Committee chairman Talha Mahmood and members of the committee protested over PIA chairman Nasir Jaffar’s absence from the session today.
Committee chairman Talha Mahmood and members of the committee protested over the absence of PIA chairman Nasir Jaffar, who was expected to sign a document of understanding with PALPA officials during the session today.
On Wednesday, the protesting pilots had temporarily called off a six-day-long ‘go slow’ that cancelled almost 90 flights and cost the national carrier millions of rupees, following an assurance from the Senate standing committee that their demands will be negotiated.
PALPA president Amir Hashmi said they had called off the protest until Friday (October 9) 2pm on the assurance of members of the Senate’s standing committee and its chairman Senator Talha Mahmood,
PIA and PALPA officials were to hold talks for two days to resolve all issues and report the outcome of the negotiations to the standing committee today.
Almost 90 flights scheduled by the Pakistani flag carrier were cancelled and over 5,000 passengers affected since last week when the pilots refused to work following a dispute over conditions.
The row started after the Civil Aviation Authority suspended the licences of two pilots for one and two years respectively for “unlawfully operating flight without permission”.
PIA claimed that the pilots’ association was blackmailing the management to agree to unjust promotions and unjustified benefits for executives.

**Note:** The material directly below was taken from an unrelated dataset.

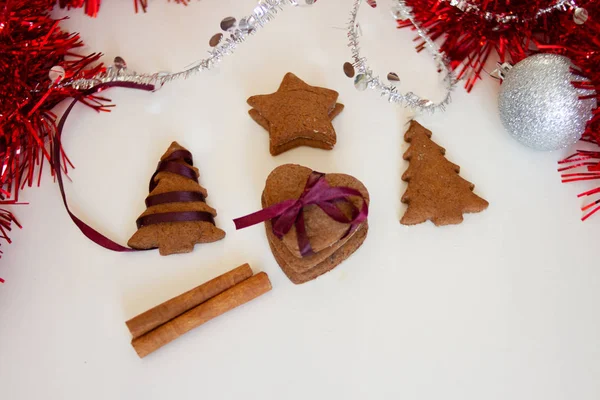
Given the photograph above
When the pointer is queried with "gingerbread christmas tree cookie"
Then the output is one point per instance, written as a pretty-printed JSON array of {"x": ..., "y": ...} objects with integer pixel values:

PALPA, on the other hand, denied that they were observing a strike, but they were not taking on extra work and this is why the flights were cancelled.
PALPA vice president Sadiq Rehman claimed that the PIA management was asking “one man to do the job of two, and get the salary of one and a half men.”
All parties, including the CAA, PIA and PALPA officials were expected to meet again today during the Senate Standing Committee session for a final resolution to the dispute.
The state-owned PIA has a fleet of 41 aircraft which include Boeing 777, Airbus A320 and ATR, and 436 active pilots.